It's an unexceptional chair, but they kept it vacant for a month after 7/11. For, when the terror attack claimed their most cheerful colleague, whose computer sits just 18 inches away from the next in an office shockingly cramped even by government office standards, the office suddenly felt empty.
At the Dadar headquarters of the Central Excise Commissionerate (Division Thane II), they lost two colleagues, working in different departments but sitting an arm’s length from each other. And Shashi Shekhar Singh (37) was the cheerful, raring-to-go excise inspector in the adjudication section whose open-hearted smile they sorely miss.
Shashi died in the blast on a train at Mahim station on July 11.
Asha Shashikant, the inspector now handling Shashi’s work, and occupying his chair, can’t forget that morning. “My son’s Std X results were out,” she says. And as soon as she walked in, Shashi wanted to celebrate. “No mithai? Don’t step in,” he had joked. Nelson Fernando, superintendent and one of Shashi’s immediate seniors, adds: “He just needed an excuse to celebrate, to order sweets.
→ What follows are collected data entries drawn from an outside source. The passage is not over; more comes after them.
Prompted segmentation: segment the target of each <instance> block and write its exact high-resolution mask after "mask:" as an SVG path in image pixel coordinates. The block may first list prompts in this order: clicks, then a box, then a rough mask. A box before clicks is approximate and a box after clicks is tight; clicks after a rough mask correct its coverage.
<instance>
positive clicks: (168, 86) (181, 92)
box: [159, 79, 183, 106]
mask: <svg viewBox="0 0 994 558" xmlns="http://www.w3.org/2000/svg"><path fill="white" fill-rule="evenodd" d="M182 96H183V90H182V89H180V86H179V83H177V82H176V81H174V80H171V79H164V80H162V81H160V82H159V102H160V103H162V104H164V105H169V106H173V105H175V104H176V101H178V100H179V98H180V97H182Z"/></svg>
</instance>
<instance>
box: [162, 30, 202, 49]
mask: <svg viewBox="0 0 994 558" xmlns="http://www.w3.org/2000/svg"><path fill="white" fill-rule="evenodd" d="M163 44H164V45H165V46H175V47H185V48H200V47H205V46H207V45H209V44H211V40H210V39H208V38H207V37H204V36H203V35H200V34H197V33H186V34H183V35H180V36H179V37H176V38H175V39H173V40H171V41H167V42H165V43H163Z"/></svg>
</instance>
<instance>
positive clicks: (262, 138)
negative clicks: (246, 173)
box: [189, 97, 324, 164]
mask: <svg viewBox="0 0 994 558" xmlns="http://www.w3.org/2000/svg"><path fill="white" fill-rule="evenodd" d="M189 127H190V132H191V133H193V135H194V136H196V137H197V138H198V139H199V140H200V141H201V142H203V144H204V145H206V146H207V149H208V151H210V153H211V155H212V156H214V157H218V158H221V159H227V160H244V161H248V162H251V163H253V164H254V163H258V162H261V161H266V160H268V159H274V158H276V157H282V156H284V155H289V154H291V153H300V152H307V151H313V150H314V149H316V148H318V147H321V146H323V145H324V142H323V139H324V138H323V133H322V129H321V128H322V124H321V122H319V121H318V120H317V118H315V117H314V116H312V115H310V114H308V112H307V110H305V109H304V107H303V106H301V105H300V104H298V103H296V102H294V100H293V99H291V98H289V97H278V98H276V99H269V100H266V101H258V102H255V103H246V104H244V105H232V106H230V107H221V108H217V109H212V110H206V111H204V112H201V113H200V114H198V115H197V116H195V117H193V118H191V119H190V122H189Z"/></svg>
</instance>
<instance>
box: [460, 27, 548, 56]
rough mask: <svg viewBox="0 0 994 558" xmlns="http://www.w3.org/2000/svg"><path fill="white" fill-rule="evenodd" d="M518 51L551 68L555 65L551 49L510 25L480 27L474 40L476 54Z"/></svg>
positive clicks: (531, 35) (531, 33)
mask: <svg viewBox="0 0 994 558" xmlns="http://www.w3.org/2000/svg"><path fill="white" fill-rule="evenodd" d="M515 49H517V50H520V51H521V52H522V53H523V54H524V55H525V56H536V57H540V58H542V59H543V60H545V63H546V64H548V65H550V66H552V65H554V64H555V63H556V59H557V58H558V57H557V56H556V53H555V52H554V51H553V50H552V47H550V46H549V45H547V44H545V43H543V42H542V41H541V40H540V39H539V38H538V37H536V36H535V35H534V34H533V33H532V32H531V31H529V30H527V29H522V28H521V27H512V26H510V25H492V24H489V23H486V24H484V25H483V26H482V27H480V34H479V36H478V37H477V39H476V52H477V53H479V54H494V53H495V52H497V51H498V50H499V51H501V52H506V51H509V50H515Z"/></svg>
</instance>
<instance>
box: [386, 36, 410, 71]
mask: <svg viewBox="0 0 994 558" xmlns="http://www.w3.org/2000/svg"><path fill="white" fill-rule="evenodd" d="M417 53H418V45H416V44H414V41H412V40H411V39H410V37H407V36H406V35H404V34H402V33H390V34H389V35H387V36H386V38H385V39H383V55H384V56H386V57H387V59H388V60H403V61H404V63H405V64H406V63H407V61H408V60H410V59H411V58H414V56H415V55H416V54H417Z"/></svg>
He loved sweets.”
PV Ramchandran, another superintendent, had been on the same train but luckily in another compartment. “Shashi always rose to the occasion when targets had to be met,” he remembers. “And anything he was asked to do, he’d take up cheerfully.”
With no fresh recruitment and responsibilities multiplying, it’s common for Central Excise inspectors to work late. “Just the previous day, he’d stayed back till 8 pm; we were getting some show-cause notices prepared and signed by the boss from his residence,” says Fernando.